Oct 8

Since my server died with the entire collection of DocReviewMD blog posts, I figured I would update these posts based on where the predictive coding field is today and treat these posts as a re-release.  I remember drafting this post last year when I thought rather naively that we had just changed the litigation world.  Global Aerospace then continued with the predictive coding process being run, meet and confers with the opposing lawyers, and an agreement to produce the documents we coded using predictive coding.  While the case eventually settled, Global Aerospace for me stands as the best example of a successful predictive coding case.  We got the order we needed to use the process when opposing counsel wouldn’t agree to use predictive coding.  We then ran the software program and trained it using an expert reviewer who was a partner in the law firm’s construction litigation group.  We stabilized the tool then met with opposing counsel and talked through how we coded documents including sharing the null set.  Opposing counsel disagreed on a small number of documents we had coded not responsive.  We added these documents into the language model and pushed the button.  No other case has made it this far.  I believe it was the transparent approach we followed to make discovery about getting agreement on the process which is best accomplished when you are transparent.  Contrast that with Da Silva Moore which is still an ongoing case, and you can get a sense of how successful we were. The end result is we culled the 1.3 million documents in the collection to 200,000 documents with family members included and got the review done with a handful of attorneys.  A great outcome which resulted in two Wall Street Journal articles.  Yet for some reason today, the acceptance of predictive coding hasn’t taken off.  Which is one reason why we have been touring the country offering inexpensive CLE’s through the Predictive Coding Thought Leadership Series on how to validate predictive coding results.  Read on and enjoy….

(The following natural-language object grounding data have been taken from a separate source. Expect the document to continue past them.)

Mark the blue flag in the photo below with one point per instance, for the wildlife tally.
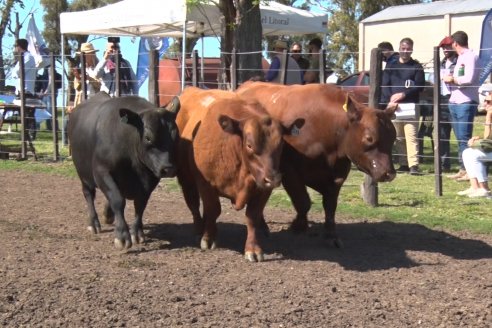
(485, 55)
(147, 44)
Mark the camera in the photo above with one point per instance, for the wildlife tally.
(114, 39)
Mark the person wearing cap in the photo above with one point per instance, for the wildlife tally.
(92, 81)
(293, 74)
(463, 102)
(388, 53)
(312, 73)
(106, 71)
(30, 70)
(296, 53)
(402, 83)
(447, 65)
(474, 156)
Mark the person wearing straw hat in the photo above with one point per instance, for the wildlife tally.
(20, 47)
(106, 71)
(293, 71)
(479, 150)
(93, 82)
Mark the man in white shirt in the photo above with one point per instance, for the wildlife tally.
(30, 69)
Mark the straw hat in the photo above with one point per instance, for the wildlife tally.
(447, 41)
(87, 48)
(280, 44)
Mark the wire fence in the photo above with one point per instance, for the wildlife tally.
(207, 73)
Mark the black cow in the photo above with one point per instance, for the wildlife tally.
(122, 146)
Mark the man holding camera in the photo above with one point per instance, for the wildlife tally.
(106, 71)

Originally posted on April 25, 2012

Setting the Record Straight on Global Aerospace and Predictive Coding

When the order was signed on Monday at 4PM on April 23rd in the Global Aerospace, Inc. v. Landow Aviation, LP case in Virginia State court, we understood the significance of the moment.  For the first time, a court was issuing an order in the face of an adversary who did not want predictive coding to be used that the defendant should be allowed to use predictive coding.  We also understood that there were only 20 people in the room and it was possible that there could be some confusion over the case in the rush to get the story onto the Internet.  While I disagree with much of what has happened in Da Silva Moore case in NY, I do agree that the lobby supporting predictive coding and the interest the legal community has in this topic does attract a significant following of readers.  So now that many of the pundits have weighed in on the impact, I am going to try and play clean up duty and write what I see as the impact of Global Aerospace, with the advantage that I was there.  My analysis will be restricted to facts with some clean up on a few posts by some of my blogging friends who attract a good deal of attention on e-discovery issues.

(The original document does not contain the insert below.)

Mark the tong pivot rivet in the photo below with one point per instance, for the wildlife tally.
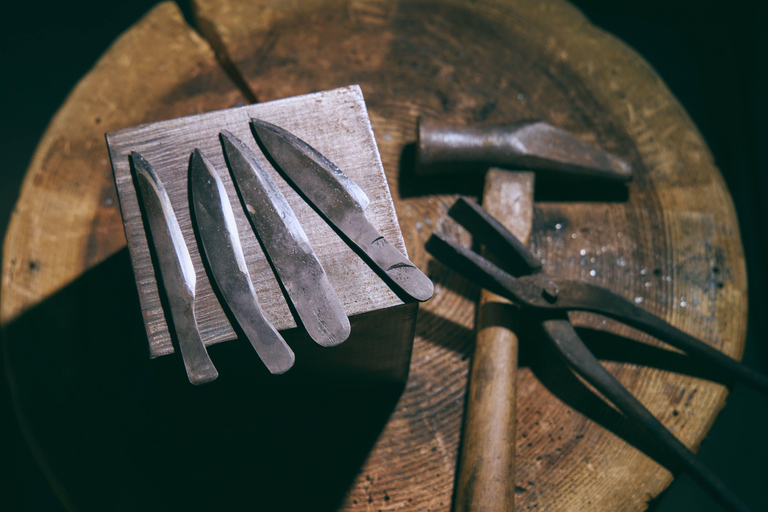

One of the initial mistakes is the observation that this is “the second case” to approve of the use of predictive coding.  As I posted in an analysis of Da Silva Moore, which some opine is the first case to approve the use of predictive coding, the parties in that case were not contesting the use of predictive coding.  At the time of the agreement to use predictive coding, the only dispute was how to validate the results of predictive coding.  Secondly, the Da Silva Moore case involved a Judge who is well recognized as a proponent of using technology such as predictive coding to make electronic discovery more efficient.

Contrast that with Global Aerospace where the plaintiff was opposed to using predictive coding and submitted a brief and oral argument fighting the use of these tools in this particular case.  Nor were the Judge’s predilections concerning the use technology assisted review or predictive coding as well known.  So when the parties walked into the court room, all that was known was the opponent was saying the defendant should not be allowed to use predictive coding.  In a nutshell, this was not like “dying and going to heaven” as Judge Peck told the defendant advocating predictive coding use and for that reason, Global Aerospace  is indeed the first case anywhere where the Court issued a protective order allowing the use of predictive coding over the objection of opposing counsel.  So like most discovery matters, this defendant will be able to review the documents as they see fit, and the plaintiff will need to wait till they receive data before they can challenge the production.

Some analysis have shrugged and said this case reflects the fact that judges may not care about discovery so they might sign off on any reasonable approach that a party proposes.  The other salient point from Global Aerospace is the efficiency of the decision and approach proposed.  In effect, this case avoids the traditional key word dance that parties can spend weeks, months or longer fighting about.  That is extremely unproductive time in the process.  The analogies used in this case showed a complete understanding by the Judge that advancing into technology assisted review is nothing different from the first time 40 years ago when a partner in a law firm said “I am going to let my associate review the documents.”  Another example given was when paralegals were used.  If the progression is looked at, the Court made a reasoned decision that without seeing problems in the output, it would be acceptable for a defendant to try an approach which the defendant believes is much more efficient.  So while no one knows for sure what the Judge was thinking, he provided a clear opportunity for the parties to try and improve the process.

That being said, the transcript is well worth reading.  I would suggest ordering it as it is a lot shorter than the other transcripts flying around the Internet in Da Silva Moore and Kleen.   Predictive coding or technology assisted review is an evolution and there will be more opportunities for parties and judges to grapple with predictive coding issues.   I also suggest taking the time to watch these cases argued.  I have now seen two of the cases argued and there are lots of differences between the cases and the approaches being taken in making the case to use predictive coding when at least one of the parties wants these tools to be used.